My grandmother will turn 85 this November.  She is a sweet, kind, loving woman, who always has fresh baked cookies in her apartment just like you’d expect a grandmother to.  She is funny, intelligent, and still remarkably ‘with it’ despite her advancing years.  She raised 4 children, and has 10 grandchildren and 4 great grandchildren.  She also happens to be a devout Christian.

My grandmother goes to church without fail every Sunday.  She sings in the church choir, even though she has trouble reading the words sometimes and happily admits to ‘faking it’. She confessed to me once, years ago, that she had always believed in god, but had only really begun to appreciate her need for religion as she began to grow old and wonder about her mortality.

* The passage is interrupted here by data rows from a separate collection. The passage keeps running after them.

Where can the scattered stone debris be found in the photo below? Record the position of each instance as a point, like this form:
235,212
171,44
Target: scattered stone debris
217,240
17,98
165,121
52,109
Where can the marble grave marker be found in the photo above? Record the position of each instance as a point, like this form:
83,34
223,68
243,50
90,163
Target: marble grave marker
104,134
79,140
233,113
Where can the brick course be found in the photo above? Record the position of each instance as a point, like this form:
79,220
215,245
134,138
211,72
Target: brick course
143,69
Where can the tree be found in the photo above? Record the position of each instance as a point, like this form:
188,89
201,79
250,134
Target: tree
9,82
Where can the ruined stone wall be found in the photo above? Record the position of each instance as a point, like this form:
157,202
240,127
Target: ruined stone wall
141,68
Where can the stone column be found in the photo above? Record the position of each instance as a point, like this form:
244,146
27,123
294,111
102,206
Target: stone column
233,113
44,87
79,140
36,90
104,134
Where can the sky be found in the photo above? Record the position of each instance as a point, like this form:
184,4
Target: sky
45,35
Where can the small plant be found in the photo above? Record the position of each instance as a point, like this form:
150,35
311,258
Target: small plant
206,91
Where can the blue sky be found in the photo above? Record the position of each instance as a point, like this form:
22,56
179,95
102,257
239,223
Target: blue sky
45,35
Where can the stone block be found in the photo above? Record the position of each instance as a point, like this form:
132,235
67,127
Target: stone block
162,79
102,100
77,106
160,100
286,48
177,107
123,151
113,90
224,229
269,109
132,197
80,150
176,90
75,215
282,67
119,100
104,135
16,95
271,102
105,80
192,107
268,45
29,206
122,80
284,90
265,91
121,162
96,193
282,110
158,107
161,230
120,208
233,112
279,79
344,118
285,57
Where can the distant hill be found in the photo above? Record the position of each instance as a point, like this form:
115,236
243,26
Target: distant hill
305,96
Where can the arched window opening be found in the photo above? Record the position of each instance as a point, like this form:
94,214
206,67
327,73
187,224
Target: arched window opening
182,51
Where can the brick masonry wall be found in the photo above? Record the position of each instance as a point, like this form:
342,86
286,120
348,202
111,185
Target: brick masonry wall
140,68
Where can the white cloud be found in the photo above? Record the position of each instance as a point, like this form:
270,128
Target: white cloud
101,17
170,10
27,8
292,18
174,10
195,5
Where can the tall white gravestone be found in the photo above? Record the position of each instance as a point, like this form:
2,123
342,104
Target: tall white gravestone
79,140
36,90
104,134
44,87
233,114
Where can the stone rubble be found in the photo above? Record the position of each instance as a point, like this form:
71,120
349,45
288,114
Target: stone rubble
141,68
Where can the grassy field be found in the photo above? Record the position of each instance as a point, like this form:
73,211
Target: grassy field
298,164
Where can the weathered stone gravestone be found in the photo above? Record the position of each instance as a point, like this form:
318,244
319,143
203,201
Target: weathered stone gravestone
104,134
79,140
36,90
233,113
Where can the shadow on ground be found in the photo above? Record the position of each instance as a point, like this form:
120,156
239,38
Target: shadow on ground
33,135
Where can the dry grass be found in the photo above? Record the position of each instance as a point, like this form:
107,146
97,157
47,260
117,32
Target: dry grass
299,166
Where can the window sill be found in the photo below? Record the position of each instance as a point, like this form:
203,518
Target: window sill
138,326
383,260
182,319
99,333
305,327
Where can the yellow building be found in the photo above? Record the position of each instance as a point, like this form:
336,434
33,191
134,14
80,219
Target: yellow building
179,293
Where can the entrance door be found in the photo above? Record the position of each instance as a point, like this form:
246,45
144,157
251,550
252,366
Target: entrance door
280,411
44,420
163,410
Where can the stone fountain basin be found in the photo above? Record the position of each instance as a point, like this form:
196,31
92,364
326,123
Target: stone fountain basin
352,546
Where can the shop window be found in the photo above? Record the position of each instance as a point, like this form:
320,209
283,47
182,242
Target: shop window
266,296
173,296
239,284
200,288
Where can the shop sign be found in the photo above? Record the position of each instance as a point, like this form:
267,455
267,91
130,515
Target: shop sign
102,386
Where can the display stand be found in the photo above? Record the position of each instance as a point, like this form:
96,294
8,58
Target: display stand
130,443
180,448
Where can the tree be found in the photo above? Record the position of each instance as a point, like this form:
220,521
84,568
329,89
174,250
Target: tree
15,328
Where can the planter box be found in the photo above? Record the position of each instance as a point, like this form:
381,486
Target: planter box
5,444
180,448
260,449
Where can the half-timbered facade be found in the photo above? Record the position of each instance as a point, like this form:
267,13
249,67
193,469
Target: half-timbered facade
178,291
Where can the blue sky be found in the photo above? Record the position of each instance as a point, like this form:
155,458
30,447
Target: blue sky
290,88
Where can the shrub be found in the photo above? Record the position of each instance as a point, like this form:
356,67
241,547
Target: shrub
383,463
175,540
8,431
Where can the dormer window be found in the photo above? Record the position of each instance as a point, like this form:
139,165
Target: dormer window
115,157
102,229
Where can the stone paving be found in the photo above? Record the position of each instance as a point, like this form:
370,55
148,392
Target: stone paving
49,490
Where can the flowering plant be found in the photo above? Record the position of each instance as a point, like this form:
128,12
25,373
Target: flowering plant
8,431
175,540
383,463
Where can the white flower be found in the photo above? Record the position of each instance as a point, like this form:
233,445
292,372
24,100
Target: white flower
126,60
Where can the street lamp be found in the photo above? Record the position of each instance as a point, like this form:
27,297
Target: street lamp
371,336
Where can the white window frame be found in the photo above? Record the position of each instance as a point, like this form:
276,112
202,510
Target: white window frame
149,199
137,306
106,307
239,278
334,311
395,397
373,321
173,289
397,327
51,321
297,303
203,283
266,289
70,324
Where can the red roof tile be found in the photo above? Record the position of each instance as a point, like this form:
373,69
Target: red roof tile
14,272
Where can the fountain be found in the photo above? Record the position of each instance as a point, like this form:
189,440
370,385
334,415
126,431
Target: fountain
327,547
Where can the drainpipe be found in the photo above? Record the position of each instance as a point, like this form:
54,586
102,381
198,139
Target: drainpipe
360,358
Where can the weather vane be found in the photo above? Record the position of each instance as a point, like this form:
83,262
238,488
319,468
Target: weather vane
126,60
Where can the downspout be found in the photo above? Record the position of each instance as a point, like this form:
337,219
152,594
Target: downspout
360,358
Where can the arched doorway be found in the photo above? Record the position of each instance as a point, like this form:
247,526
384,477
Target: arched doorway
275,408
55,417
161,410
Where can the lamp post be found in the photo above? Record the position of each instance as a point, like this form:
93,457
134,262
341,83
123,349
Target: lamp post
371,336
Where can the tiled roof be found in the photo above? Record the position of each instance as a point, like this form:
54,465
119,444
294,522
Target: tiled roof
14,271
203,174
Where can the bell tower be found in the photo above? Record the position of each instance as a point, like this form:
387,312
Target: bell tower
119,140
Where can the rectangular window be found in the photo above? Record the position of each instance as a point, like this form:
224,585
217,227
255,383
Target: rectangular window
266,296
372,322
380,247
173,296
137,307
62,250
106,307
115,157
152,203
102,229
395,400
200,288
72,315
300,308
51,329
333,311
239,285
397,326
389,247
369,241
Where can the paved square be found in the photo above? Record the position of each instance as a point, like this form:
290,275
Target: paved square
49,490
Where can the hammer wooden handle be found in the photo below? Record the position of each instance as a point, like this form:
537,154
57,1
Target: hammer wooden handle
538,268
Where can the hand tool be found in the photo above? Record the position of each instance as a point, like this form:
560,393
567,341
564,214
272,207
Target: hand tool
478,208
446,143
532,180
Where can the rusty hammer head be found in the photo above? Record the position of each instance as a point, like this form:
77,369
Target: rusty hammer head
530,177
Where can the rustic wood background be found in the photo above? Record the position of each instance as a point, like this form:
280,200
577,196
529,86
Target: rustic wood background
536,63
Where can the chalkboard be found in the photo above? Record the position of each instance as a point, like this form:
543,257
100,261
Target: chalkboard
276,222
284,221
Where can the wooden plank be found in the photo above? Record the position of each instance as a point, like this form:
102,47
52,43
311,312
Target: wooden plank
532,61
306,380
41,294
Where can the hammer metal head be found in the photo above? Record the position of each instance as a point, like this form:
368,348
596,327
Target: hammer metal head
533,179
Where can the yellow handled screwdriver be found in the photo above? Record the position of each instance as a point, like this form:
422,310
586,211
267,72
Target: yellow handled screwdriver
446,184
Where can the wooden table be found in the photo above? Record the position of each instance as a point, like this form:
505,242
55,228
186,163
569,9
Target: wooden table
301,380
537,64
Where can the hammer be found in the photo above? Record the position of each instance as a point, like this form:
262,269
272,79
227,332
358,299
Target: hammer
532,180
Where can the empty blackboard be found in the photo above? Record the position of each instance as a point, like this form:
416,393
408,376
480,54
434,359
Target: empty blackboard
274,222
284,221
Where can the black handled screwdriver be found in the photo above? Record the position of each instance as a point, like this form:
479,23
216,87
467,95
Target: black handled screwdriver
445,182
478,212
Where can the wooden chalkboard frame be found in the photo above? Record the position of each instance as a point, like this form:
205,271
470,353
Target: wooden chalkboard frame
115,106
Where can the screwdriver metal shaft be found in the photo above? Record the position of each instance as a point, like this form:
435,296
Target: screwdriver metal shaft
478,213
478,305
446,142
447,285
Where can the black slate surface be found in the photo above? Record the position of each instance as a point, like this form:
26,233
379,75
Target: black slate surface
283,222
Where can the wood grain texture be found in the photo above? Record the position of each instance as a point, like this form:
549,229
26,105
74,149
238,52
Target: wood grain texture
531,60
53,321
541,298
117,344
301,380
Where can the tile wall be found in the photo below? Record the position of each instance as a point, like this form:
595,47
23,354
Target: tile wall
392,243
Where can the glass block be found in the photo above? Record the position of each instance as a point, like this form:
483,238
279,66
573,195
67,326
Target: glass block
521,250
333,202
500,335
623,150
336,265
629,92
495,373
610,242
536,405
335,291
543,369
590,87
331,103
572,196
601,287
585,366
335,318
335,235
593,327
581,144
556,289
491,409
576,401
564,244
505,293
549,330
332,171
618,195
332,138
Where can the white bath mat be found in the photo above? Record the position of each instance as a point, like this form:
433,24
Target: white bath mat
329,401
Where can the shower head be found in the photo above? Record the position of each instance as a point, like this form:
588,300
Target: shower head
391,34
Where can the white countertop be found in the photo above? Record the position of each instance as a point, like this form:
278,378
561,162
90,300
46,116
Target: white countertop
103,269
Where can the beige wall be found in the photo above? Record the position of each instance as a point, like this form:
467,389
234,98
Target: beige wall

My grandmother was married to my grandfather for 59 years.  I don’t believe in soul mates, but if there was such a thing, I think my grandparents would have qualified. They were the couple you’d see walking together in the park on a Saturday afternoon, holding hands like lovestruck teenagers.  She still laughed at his jokes and stories, despite having heard them all dozens of times.  He still kissed her hand and told her he loved her.  When the dementia began to steal him away from her, she visited him in the hospital every day, no longer able to properly care for him at the home they shared.  If he woke up in the hospital and she wasn’t there, he’d whistle. The nurses never knew why, until my dad explained it to them with a sad smile. Whenever they got separated in the grocery store, my grandfather would whistle so my grandmother would know where to find him.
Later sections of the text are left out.